By contrast, COSE X.509 only explicitly says how the end-entity is determined for an x5chain. Nothing is said for x5t, x5bag or x5u.

Seems to me that COSE X.509 should be made identical to JWS for x5t, x5chain and x5u.

Then COSE has the add-on bonus of x5bag. x5bag never determines the end-entity since it is un ordered. You have to have an x5t, kid or some other means of knowing which in the x5bag is the end-entity. And it is OK that x5bag doesn’t even contain the end-entity.

About x5t:

The first element is an algorithm identifier which is
an integer or a string containing the hash algorithm identifier.
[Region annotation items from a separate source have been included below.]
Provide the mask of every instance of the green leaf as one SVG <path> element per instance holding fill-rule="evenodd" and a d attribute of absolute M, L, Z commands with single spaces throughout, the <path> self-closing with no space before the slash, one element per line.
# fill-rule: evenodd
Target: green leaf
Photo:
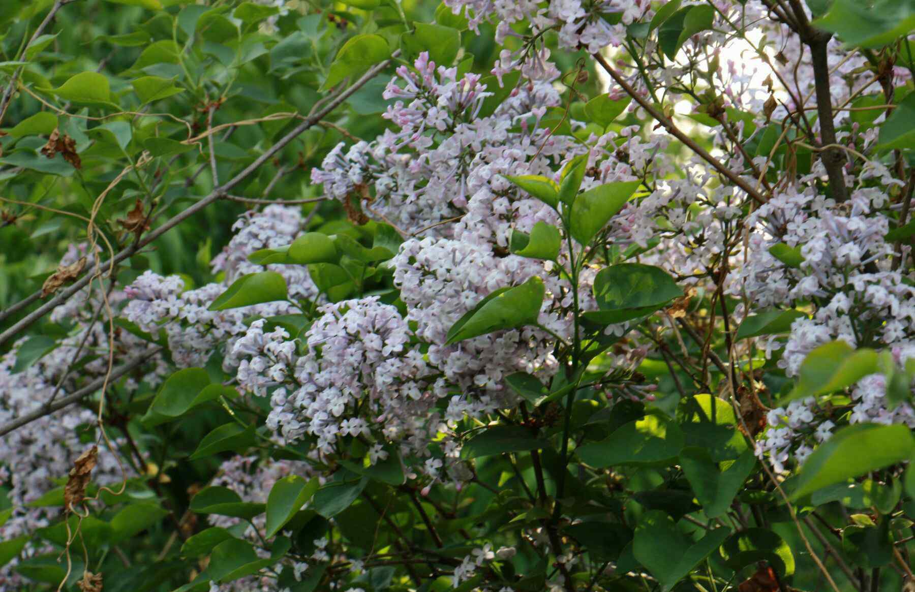
<path fill-rule="evenodd" d="M 505 383 L 510 389 L 534 405 L 539 405 L 550 394 L 549 390 L 543 382 L 527 372 L 509 374 L 505 377 Z"/>
<path fill-rule="evenodd" d="M 522 175 L 520 177 L 505 175 L 504 177 L 551 208 L 555 209 L 559 205 L 559 186 L 553 179 L 540 175 Z"/>
<path fill-rule="evenodd" d="M 521 239 L 518 242 L 515 241 L 516 234 Z M 511 253 L 522 257 L 555 261 L 561 244 L 559 229 L 544 221 L 534 224 L 530 235 L 511 232 Z"/>
<path fill-rule="evenodd" d="M 450 27 L 458 31 L 466 30 L 468 27 L 467 16 L 464 16 L 463 8 L 457 15 L 445 3 L 439 4 L 436 8 L 436 22 L 443 27 Z"/>
<path fill-rule="evenodd" d="M 181 545 L 181 555 L 184 557 L 200 557 L 210 554 L 220 543 L 235 538 L 224 528 L 212 527 L 194 534 Z"/>
<path fill-rule="evenodd" d="M 651 30 L 654 30 L 661 27 L 661 25 L 671 17 L 674 12 L 680 7 L 680 4 L 683 0 L 670 0 L 667 4 L 658 8 L 658 12 L 654 13 L 654 16 L 651 17 Z"/>
<path fill-rule="evenodd" d="M 559 200 L 566 206 L 571 206 L 585 180 L 585 171 L 587 169 L 587 157 L 576 156 L 563 169 L 563 178 L 559 183 Z"/>
<path fill-rule="evenodd" d="M 537 437 L 530 428 L 522 425 L 493 425 L 487 427 L 469 440 L 461 448 L 463 458 L 479 458 L 506 452 L 538 450 L 548 446 L 548 442 Z"/>
<path fill-rule="evenodd" d="M 243 2 L 237 8 L 232 16 L 245 25 L 253 25 L 261 22 L 264 18 L 269 18 L 279 14 L 277 6 L 265 6 L 256 2 Z"/>
<path fill-rule="evenodd" d="M 683 296 L 664 270 L 641 264 L 605 267 L 594 278 L 593 289 L 600 311 L 585 313 L 585 317 L 605 324 L 650 315 Z"/>
<path fill-rule="evenodd" d="M 306 232 L 289 245 L 289 263 L 335 264 L 339 259 L 334 242 L 321 232 Z"/>
<path fill-rule="evenodd" d="M 46 135 L 53 133 L 57 126 L 57 115 L 41 111 L 16 124 L 16 127 L 9 131 L 9 135 L 15 138 L 26 135 Z"/>
<path fill-rule="evenodd" d="M 737 334 L 735 339 L 746 339 L 760 335 L 773 335 L 775 333 L 787 333 L 791 330 L 791 323 L 807 315 L 800 310 L 773 310 L 763 312 L 759 315 L 748 317 L 737 328 Z"/>
<path fill-rule="evenodd" d="M 210 555 L 207 573 L 217 582 L 230 582 L 247 572 L 249 565 L 258 565 L 254 547 L 246 541 L 231 538 L 220 543 Z M 259 568 L 259 567 L 258 567 Z M 255 570 L 256 571 L 256 570 Z"/>
<path fill-rule="evenodd" d="M 242 427 L 235 422 L 220 425 L 203 436 L 188 460 L 197 460 L 226 450 L 243 450 L 254 444 L 254 425 Z"/>
<path fill-rule="evenodd" d="M 57 345 L 57 341 L 45 335 L 29 338 L 16 350 L 16 363 L 13 364 L 12 373 L 15 374 L 26 370 L 56 348 Z"/>
<path fill-rule="evenodd" d="M 579 244 L 587 245 L 610 218 L 622 210 L 641 181 L 606 183 L 585 191 L 572 203 L 569 231 Z"/>
<path fill-rule="evenodd" d="M 371 464 L 369 454 L 361 459 L 361 462 L 341 459 L 339 463 L 357 475 L 363 475 L 388 485 L 403 485 L 406 481 L 406 477 L 404 475 L 400 452 L 396 447 L 391 445 L 384 446 L 383 450 L 388 454 L 387 458 L 378 459 L 375 464 Z"/>
<path fill-rule="evenodd" d="M 756 466 L 756 455 L 748 448 L 737 460 L 723 464 L 728 466 L 719 470 L 718 463 L 705 448 L 688 447 L 680 451 L 680 466 L 709 518 L 721 516 L 730 508 Z"/>
<path fill-rule="evenodd" d="M 852 563 L 865 569 L 882 567 L 893 560 L 893 542 L 889 520 L 881 516 L 873 526 L 846 526 L 842 529 L 842 550 Z"/>
<path fill-rule="evenodd" d="M 658 44 L 668 59 L 673 59 L 686 39 L 712 28 L 715 9 L 706 5 L 686 6 L 676 11 L 658 29 Z M 653 20 L 652 20 L 653 24 Z"/>
<path fill-rule="evenodd" d="M 172 39 L 162 39 L 146 46 L 130 70 L 140 70 L 156 64 L 177 64 L 181 48 Z"/>
<path fill-rule="evenodd" d="M 521 285 L 496 292 L 483 298 L 451 327 L 446 345 L 492 331 L 536 324 L 545 293 L 544 280 L 534 275 Z"/>
<path fill-rule="evenodd" d="M 906 95 L 880 125 L 877 147 L 883 150 L 915 148 L 915 92 Z"/>
<path fill-rule="evenodd" d="M 368 477 L 351 479 L 338 475 L 338 480 L 325 484 L 315 493 L 315 511 L 325 518 L 332 518 L 352 505 L 369 483 Z"/>
<path fill-rule="evenodd" d="M 765 528 L 748 528 L 735 533 L 721 545 L 720 553 L 722 559 L 734 571 L 766 561 L 782 577 L 794 573 L 791 548 L 776 533 Z"/>
<path fill-rule="evenodd" d="M 140 97 L 140 102 L 146 104 L 184 92 L 184 89 L 175 86 L 174 81 L 158 76 L 144 76 L 134 81 L 132 84 L 136 96 Z"/>
<path fill-rule="evenodd" d="M 694 543 L 681 533 L 673 520 L 660 510 L 645 512 L 635 527 L 632 552 L 668 592 L 684 579 L 703 559 L 721 546 L 730 529 L 708 531 Z"/>
<path fill-rule="evenodd" d="M 665 5 L 665 6 L 669 6 L 670 4 Z M 612 124 L 617 117 L 626 111 L 626 107 L 628 107 L 631 102 L 631 97 L 625 97 L 623 99 L 614 101 L 609 97 L 609 95 L 601 94 L 587 102 L 585 105 L 585 114 L 590 121 L 597 122 L 606 127 Z"/>
<path fill-rule="evenodd" d="M 807 354 L 798 371 L 797 385 L 779 403 L 841 391 L 879 370 L 873 350 L 856 350 L 845 341 L 830 341 Z"/>
<path fill-rule="evenodd" d="M 97 72 L 81 72 L 56 89 L 38 89 L 80 104 L 119 107 L 111 101 L 108 79 Z"/>
<path fill-rule="evenodd" d="M 734 460 L 748 448 L 737 429 L 734 407 L 711 394 L 684 399 L 677 407 L 677 424 L 685 445 L 705 450 L 715 462 Z"/>
<path fill-rule="evenodd" d="M 777 242 L 769 247 L 769 253 L 789 267 L 800 267 L 804 262 L 799 247 L 788 246 L 784 242 Z"/>
<path fill-rule="evenodd" d="M 248 274 L 238 278 L 210 305 L 209 310 L 226 310 L 286 299 L 285 280 L 276 272 Z"/>
<path fill-rule="evenodd" d="M 146 138 L 143 142 L 143 147 L 154 156 L 173 156 L 194 149 L 193 145 L 164 137 Z"/>
<path fill-rule="evenodd" d="M 391 57 L 391 48 L 381 35 L 357 35 L 347 41 L 330 64 L 321 91 L 336 86 L 348 76 L 358 76 Z"/>
<path fill-rule="evenodd" d="M 156 425 L 183 415 L 195 398 L 208 385 L 210 375 L 202 368 L 185 368 L 163 382 L 144 417 L 147 425 Z"/>
<path fill-rule="evenodd" d="M 915 441 L 902 424 L 856 424 L 836 431 L 804 461 L 792 480 L 791 499 L 909 460 Z"/>
<path fill-rule="evenodd" d="M 895 242 L 897 241 L 907 241 L 913 236 L 915 236 L 915 220 L 904 226 L 894 228 L 887 232 L 883 238 L 886 239 L 887 242 Z"/>
<path fill-rule="evenodd" d="M 133 503 L 112 518 L 110 541 L 115 544 L 126 541 L 167 515 L 168 512 L 158 504 L 149 501 Z"/>
<path fill-rule="evenodd" d="M 460 48 L 460 31 L 450 27 L 415 23 L 415 28 L 401 35 L 404 59 L 413 60 L 423 51 L 438 66 L 448 67 Z"/>
<path fill-rule="evenodd" d="M 264 512 L 263 503 L 242 501 L 237 493 L 225 487 L 207 487 L 190 501 L 190 511 L 199 514 L 221 514 L 251 520 Z"/>
<path fill-rule="evenodd" d="M 684 447 L 680 427 L 662 414 L 650 414 L 624 424 L 610 436 L 586 444 L 576 454 L 595 468 L 615 465 L 668 464 Z"/>
<path fill-rule="evenodd" d="M 264 525 L 266 538 L 280 532 L 292 520 L 302 506 L 311 500 L 319 487 L 318 479 L 306 481 L 298 475 L 290 475 L 277 480 L 267 497 L 267 522 Z"/>
<path fill-rule="evenodd" d="M 35 59 L 35 56 L 38 55 L 45 50 L 45 48 L 49 46 L 51 42 L 57 38 L 58 35 L 60 33 L 55 33 L 53 35 L 42 35 L 37 39 L 28 44 L 28 48 L 26 49 L 26 60 L 31 61 Z"/>
<path fill-rule="evenodd" d="M 829 11 L 812 23 L 835 33 L 846 46 L 882 48 L 915 28 L 915 3 L 911 0 L 834 0 Z"/>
Should this be taken from the COSE Algorithm registry? if not necessarily, what value can it take?

The CDDL states

COSE_X509 = bstr / [ *certs: bstr ]

If I understand draft-ietf-cbor-cddl correctly, '*' means zero or more. Shouldn't it be

COSE_X509 = bstr / [ 2* certs: bstr ]

where 2* means two or more

the following text:

  *  If multiple certificates are conveyed, a CBOR array of bstrs is
     used.  Each certificate being in it's own slot.

about the "its own slot", confuses me. This seems to imply order. (I think this might be a copy-paste error).

Also minor "it's" -> "its" (here and in x5chain description)

It would be good to have a pointer to uri format definition (can be in terminology, but I'd prefer it after table 1 as that is where it appears first).